Gemäß §§ 2314, 2325 BGB erstreckt sich der Auskunftsanspruch des Pflichtteilsberechtigten auch auf den sogenannten fiktiven Nachlass, also auf solche Gegenstände, die nur deshalb nicht (mehr) zum realen Nachlass am Todestag gehören, weil sie zu Lebzeiten des Erblassers verschenkt oder auf andere Weise aus seinem Vermögen ausgegliedert wurden (BGH, BGHZ 89, 24, 27; BGH, BGHZ 55, 378, 379). Der Erbe ist deshalb verpflichtet, folgende vom Erblasser zu Lebzeiten getätigten Zuwendungen (z.B. Übertragungen und Schenkungen) in das Nachlassverzeichnis mit aufzunehmen:
- Der Erbe ist gemäß § 2325 Abs. 3 S. 3 BGB verpflichtet, sämtliche Schenkungen mitzuteilen, die der Erblasser an seinen Ehegatten während der Ehezeit getätigt hat; eine zeitliche Begrenzung der Auskunftspflicht (z.B. auf zehn Jahre) besteht hier nicht.
- Des Weiteren muss das Nachlassverzeichnis sämtliche lebzeitigen Vorempfänge, die nach den §§ 2050 ff. BGB unter Abkömmlingen zur Ausgleichung zu bringen sind, enthalten; eine zeitliche Begrenzung der Auskunftspflicht (z.B. auf zehn Jahre) besteht hier nicht.
- Die Auskunftspflicht besteht auch bei sog. gemischten Schenkungen, d.h. bei Zuwendungen, deren Wert möglicherweise durch eine nicht gleichwertige Gegenleistung des Beschenkten gemindert werden.
Nach ständiger Rechtsprechung (BGH, NJW 1987, 122; OLG Düsseldorf, NJWE-FER 1999, 279) besteht eine Auskunftspflicht auch über folgende Zuwendungen, die unter Umständen länger als 10 Jahre vor dem Erbfall zurückliegen:
- Schenkungen unter Nießbrauchvorbehalt
- Schenkungen unter Vorbehalt eines Wohnrechts
- Zuwendung eines Oder-Konto
- Schenkungen mit Rückfall- oder Widerrufklauseln
Der Erbe ist weiter zur Auskunft verpflichtet, ob und in welchem Umfang der Erblasser Verträge zugunsten Dritter auf den Todesfall (z.B. Sparbücher, Sparkonten, Versicherungen) abgeschlossen hat.

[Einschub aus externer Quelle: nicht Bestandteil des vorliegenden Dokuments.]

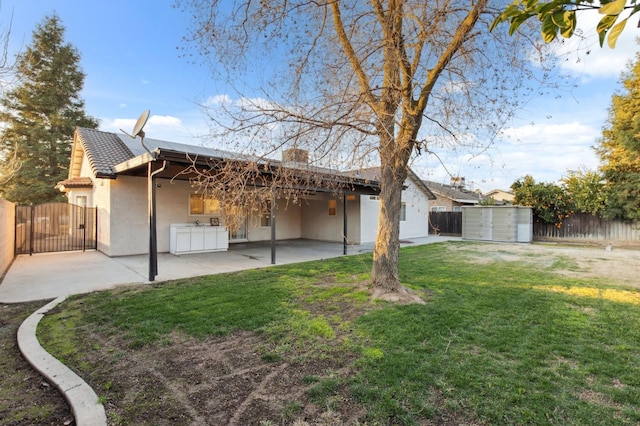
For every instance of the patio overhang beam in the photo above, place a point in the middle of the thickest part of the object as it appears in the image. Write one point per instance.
(180, 161)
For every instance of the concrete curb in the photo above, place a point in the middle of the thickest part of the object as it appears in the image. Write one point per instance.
(80, 396)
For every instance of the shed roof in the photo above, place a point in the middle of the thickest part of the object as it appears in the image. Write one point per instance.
(454, 193)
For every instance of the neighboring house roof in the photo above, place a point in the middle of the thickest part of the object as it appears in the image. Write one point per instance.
(374, 173)
(501, 195)
(457, 194)
(111, 154)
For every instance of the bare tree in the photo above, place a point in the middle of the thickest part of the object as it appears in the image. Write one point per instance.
(8, 166)
(358, 82)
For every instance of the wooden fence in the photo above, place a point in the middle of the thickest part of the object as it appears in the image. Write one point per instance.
(589, 228)
(579, 227)
(445, 223)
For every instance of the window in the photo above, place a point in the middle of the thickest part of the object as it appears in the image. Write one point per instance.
(265, 215)
(332, 207)
(202, 204)
(81, 200)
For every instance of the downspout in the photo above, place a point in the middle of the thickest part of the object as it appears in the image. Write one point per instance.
(273, 229)
(153, 236)
(344, 224)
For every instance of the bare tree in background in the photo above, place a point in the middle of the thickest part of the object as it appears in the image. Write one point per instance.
(363, 83)
(7, 74)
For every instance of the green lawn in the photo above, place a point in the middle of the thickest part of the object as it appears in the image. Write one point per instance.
(498, 342)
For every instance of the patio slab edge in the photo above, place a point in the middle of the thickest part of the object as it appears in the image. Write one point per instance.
(86, 408)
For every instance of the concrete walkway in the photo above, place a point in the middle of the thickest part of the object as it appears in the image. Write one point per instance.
(58, 275)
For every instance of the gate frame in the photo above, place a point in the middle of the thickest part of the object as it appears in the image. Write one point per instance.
(31, 240)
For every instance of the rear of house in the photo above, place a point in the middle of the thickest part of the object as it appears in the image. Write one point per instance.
(111, 172)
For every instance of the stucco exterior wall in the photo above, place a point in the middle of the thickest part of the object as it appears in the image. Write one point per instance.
(369, 218)
(7, 234)
(288, 223)
(317, 224)
(445, 202)
(416, 223)
(128, 218)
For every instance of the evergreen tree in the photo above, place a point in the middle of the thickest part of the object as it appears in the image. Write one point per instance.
(40, 115)
(619, 148)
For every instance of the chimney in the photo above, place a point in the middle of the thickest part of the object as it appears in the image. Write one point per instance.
(457, 182)
(295, 156)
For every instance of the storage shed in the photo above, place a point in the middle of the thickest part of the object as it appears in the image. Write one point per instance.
(513, 224)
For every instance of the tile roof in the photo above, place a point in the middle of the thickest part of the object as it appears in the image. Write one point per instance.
(104, 150)
(76, 182)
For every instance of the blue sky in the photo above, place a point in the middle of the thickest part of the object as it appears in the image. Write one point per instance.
(131, 55)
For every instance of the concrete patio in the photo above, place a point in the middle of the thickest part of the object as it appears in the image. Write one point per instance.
(50, 275)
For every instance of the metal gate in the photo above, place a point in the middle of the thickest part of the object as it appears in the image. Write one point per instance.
(55, 227)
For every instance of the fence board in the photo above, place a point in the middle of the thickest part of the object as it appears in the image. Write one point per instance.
(445, 223)
(54, 227)
(586, 227)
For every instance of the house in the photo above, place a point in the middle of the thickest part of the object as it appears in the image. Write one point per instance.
(499, 196)
(452, 197)
(141, 190)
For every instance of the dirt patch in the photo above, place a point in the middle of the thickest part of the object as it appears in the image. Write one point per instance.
(229, 380)
(617, 265)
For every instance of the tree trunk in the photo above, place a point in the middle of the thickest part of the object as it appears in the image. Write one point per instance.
(384, 273)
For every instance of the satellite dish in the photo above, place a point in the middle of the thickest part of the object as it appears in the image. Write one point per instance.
(137, 129)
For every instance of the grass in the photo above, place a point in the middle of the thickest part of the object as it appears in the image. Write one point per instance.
(500, 342)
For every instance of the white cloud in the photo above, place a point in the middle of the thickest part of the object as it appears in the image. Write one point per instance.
(164, 121)
(218, 100)
(552, 134)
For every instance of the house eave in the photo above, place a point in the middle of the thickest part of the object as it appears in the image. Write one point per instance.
(135, 163)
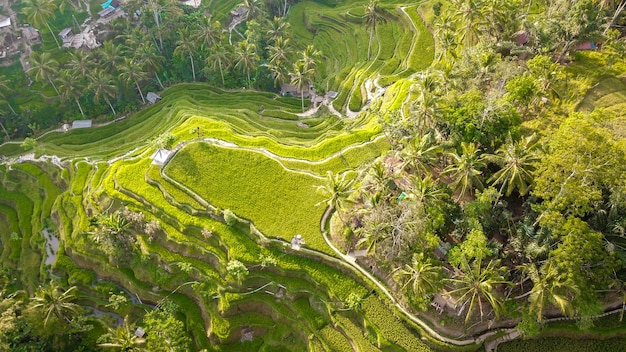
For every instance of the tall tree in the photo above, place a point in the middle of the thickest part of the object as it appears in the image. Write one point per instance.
(131, 72)
(70, 86)
(246, 58)
(185, 45)
(53, 301)
(336, 191)
(550, 287)
(301, 78)
(101, 83)
(466, 169)
(123, 338)
(476, 287)
(517, 162)
(374, 15)
(44, 67)
(422, 277)
(38, 12)
(219, 59)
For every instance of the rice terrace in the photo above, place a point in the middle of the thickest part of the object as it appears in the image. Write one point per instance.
(284, 175)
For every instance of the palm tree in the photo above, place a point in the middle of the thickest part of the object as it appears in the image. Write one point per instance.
(123, 338)
(218, 59)
(81, 63)
(278, 52)
(516, 161)
(421, 276)
(300, 78)
(465, 169)
(112, 56)
(373, 17)
(421, 153)
(470, 13)
(477, 287)
(132, 72)
(426, 190)
(186, 45)
(38, 12)
(246, 57)
(336, 191)
(102, 85)
(70, 86)
(278, 28)
(51, 300)
(44, 67)
(4, 89)
(207, 33)
(309, 57)
(550, 287)
(150, 60)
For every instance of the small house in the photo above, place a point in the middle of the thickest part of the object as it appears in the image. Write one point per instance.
(5, 21)
(239, 12)
(152, 97)
(589, 45)
(160, 157)
(106, 12)
(520, 38)
(66, 35)
(289, 89)
(31, 34)
(81, 124)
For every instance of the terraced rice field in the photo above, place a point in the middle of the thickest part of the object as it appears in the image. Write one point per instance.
(246, 151)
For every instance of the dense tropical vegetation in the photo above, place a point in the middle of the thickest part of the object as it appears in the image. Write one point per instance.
(459, 183)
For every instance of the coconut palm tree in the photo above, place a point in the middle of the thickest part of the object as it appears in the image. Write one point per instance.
(207, 33)
(374, 15)
(278, 52)
(185, 45)
(112, 56)
(517, 162)
(219, 58)
(421, 276)
(44, 67)
(123, 338)
(470, 14)
(246, 58)
(131, 72)
(147, 56)
(70, 86)
(476, 287)
(550, 287)
(51, 301)
(421, 153)
(81, 63)
(465, 169)
(336, 191)
(278, 28)
(38, 12)
(301, 78)
(4, 89)
(101, 83)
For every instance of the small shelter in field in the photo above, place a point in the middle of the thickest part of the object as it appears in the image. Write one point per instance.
(81, 124)
(5, 21)
(66, 35)
(152, 97)
(588, 45)
(160, 156)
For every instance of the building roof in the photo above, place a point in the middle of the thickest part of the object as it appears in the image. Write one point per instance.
(106, 12)
(160, 156)
(81, 124)
(5, 21)
(152, 97)
(65, 32)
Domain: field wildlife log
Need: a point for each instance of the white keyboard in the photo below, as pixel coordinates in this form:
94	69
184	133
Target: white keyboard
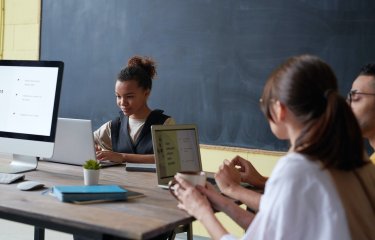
10	177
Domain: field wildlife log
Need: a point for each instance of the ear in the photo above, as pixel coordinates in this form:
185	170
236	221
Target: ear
147	93
280	111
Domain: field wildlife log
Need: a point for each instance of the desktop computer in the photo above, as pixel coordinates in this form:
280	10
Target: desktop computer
29	103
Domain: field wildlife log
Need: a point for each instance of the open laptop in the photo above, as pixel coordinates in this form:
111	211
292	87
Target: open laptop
74	143
176	149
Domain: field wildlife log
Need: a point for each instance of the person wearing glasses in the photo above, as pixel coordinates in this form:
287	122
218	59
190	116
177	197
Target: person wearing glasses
362	100
323	187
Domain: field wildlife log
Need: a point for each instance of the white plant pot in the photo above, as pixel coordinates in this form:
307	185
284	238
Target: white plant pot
91	177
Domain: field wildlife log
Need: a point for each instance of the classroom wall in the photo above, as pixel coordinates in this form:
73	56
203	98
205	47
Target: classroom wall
21	41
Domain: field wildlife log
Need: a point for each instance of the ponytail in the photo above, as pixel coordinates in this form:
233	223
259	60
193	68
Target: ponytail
308	87
334	138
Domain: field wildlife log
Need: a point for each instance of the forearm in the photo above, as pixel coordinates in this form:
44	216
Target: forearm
138	158
248	197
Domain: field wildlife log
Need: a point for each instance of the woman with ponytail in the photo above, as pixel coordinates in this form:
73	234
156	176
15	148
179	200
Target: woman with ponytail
127	138
323	188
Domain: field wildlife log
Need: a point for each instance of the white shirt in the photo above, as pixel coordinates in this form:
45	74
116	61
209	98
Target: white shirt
300	202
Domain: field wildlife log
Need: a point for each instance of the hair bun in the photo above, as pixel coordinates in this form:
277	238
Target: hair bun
146	63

Bei Lebensversicherungen hat der Erbe mitzuteilen, ob ein widerrufliches oder ein unwiderrufliches Bezugsrecht vereinbart war, zu welchem Zeitpunkt die Bezugsrechtseinräumung durch den Erblasser erfolgte, wie hoch die Lebensversicherungssumme ist, in welcher Höhe der Erblasser bis zum Erbfall Versicherungsprämien bezahlt hat sowie welchen Wert die Versicherung zum Todeszeitpunkt hatte. Hierzu ist der Rückkaufswert der Lebensversicherung zum Zeitpunkt des Todes mitzuteilen.
Nach dem Wortlaut des § 2314 BGB schuldet nur der Erbe Auskunft über den Bestand des Nachlasses. Der Bundesgerichthof (NJW 1989, 2887; NJW 1984, 487) hat den Auskunftsanspruch des Pflichtteilsberechtigten aber in persönlicher Hinsicht auch auf den beschenkten Dritten ausgedehnt.
In seinem Beschluss vom 04.06.2014 schränkte der BGH den Umfang der Auskunftspflicht des beschenkten Dritten beim Pflichtteilsergänzungsanspruch ein: Anders als der Erbe schuldet der beschenkte Dritte nicht ein Bestands- oder Vermögensverzeichnis mit allen Aktiva oder Passiva. Vielmehr hat er Auskünfte über die an ihn geflossenen Zuwendungen zu erteilen, bei denen es sich um Schenkungen handelt oder um Veräußerungen, von denen streitig und ungeklärt ist, ob sie eine Schenkung darstellen, sofern sie nur unter Umständen erfolgt sind, die Annahme nahelegen, es handele sich in Wirklichkeit – wenigstens zum Teil – um eine Schenkung.